As discussed in
LI 7.3.6 (after adoption of
ASU 2022-02) or
LI 7.3.6A (before adoption of
ASU 2022-02), once reporting entities adopt the expected credit loss model, determining what data is relevant in estimating expected credit losses will become a critical part of the allowance assessment. Under the CECL model, reporting entities can leverage historical loss data, but CECL also requires forward looking information and forecasts to be considered in determining credit loss estimates.
Most reporting entities have access to historical loss data that they have been using to estimate an allowance for doubtful accounts under the incurred loss model. This data allows reporting entities to estimate the percentage of uncollectible accounts or the amount of bad debt expense, typically as a percentage of accounts receivable, sales, or a combination of these metrics. Reporting entities may aggregate this data and analyze how it trends over time.

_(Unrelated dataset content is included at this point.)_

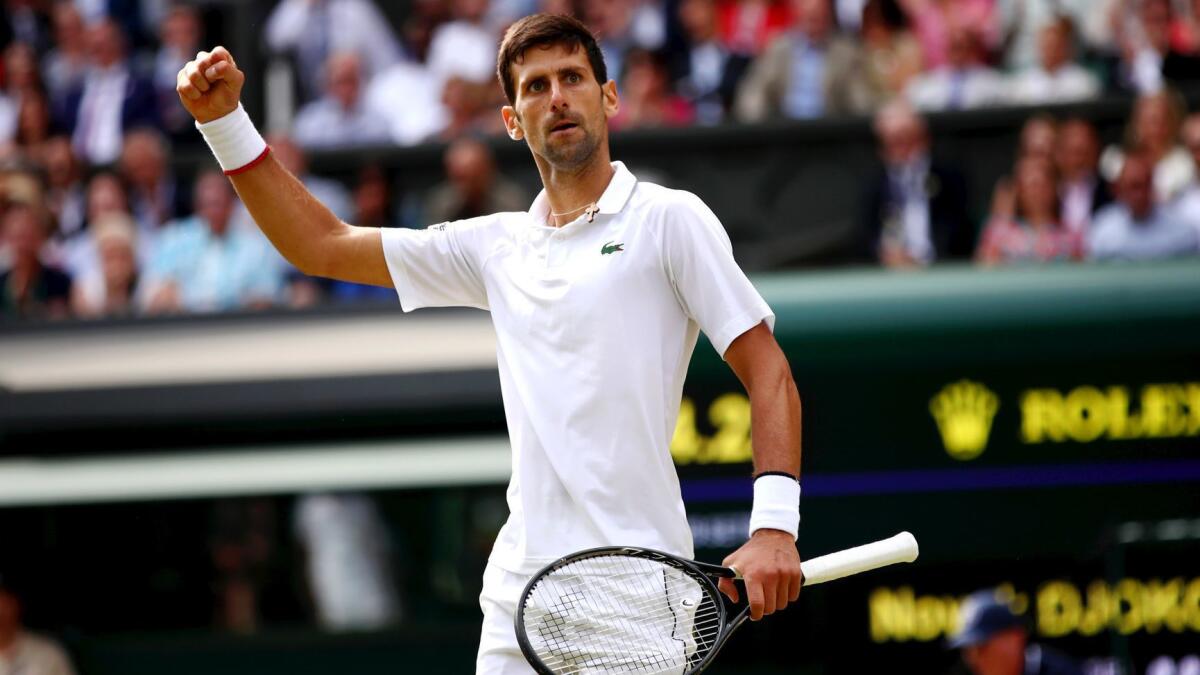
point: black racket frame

Reporting entities can utilize historical data to understand and identify factors that resulted in historical credit losses and incorporate those factors into their analysis of future expected credit losses.
Reporting entities may use historical loss data, adjusted for current conditions and reasonable and supportable forecasts in conjunction with an accounts receivable aging matrix, to form a view of the relative size of credit losses to be expected under the CECL impairment model. For example, data may indicate that as a customer moves from the 60- to 90-day delinquency category to the 90- to 120-day delinquency category, the expected credit losses increase. A reporting entity may use this analysis to identify customers on which it will perform further credit analysis, such as customers who have particularly large uncollectable accounts or who have receivables that have been aged for a long period of time. Reporting entities may have also performed an analysis to determine whether there were significant changes in the credit ratings of their customers, as decreases in the credit ratings of customers may indicate a deterioration in credit quality. This analysis will be important in the CECL model, as the results of the analysis may lead a reporting entity to increase its expectation of credit losses.

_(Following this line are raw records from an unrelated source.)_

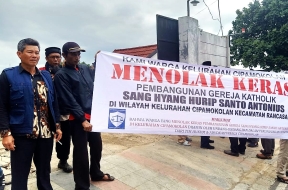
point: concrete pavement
(167, 165)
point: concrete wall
(197, 46)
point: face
(53, 59)
(30, 56)
(72, 58)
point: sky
(99, 24)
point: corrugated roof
(141, 51)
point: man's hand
(58, 134)
(87, 126)
(8, 142)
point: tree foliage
(265, 42)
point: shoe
(65, 166)
(229, 152)
(2, 182)
(188, 139)
(252, 145)
(263, 156)
(283, 180)
(109, 178)
(187, 143)
(263, 152)
(208, 147)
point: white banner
(141, 95)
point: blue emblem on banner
(116, 118)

Understanding the relationship between the reporting entity, the industry, and the customer base is an important starting point in assessing which factors may impact the assessment of expected credit losses. Understanding customer demographics, payment terms offered in the normal course of business to customers, and industry-specific factors that could impact the reporting entity’s receivables is critical to forming the basis of the expected credit loss analysis.

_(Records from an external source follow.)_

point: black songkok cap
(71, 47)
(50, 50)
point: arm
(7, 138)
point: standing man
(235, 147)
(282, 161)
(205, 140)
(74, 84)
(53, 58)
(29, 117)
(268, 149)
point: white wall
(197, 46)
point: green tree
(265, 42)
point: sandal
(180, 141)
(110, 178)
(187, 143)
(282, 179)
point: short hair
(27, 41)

In addition, under an expected loss model, reporting entities are required to consider available external data in their analyses. These external data points include macroeconomic factors, such as economic growth trends. Companies will need to assess the degree of correlation between these data points and the reporting entity’s loss experience and loss forecasts to determine the impact macro (and micro) economic factors have on loss experience. Judgment will be required to determine how historical loss information, as well as the macroeconomic factors that were present when the historical losses took place (as compared to those that may exist today and in the future), should be incorporated into current period credit loss estimates.
Question LI 7-24
Should a reporting entity consider factors unrelated to credit that could impact the expected cash flows of a receivable (e.g., product returns, cash discounts, volume rebates, discounts for early payment) when calculating its allowance for credit losses?
PwC response
No. When developing its allowance for credit losses, a reporting entity should ensure that factors unrelated to credit that may impact expectations of cash flows are excluded. Items that impact the amount of cash to be received that are unrelated to expected credit losses should be accounted for using other GAAP (e.g., revenue guidance).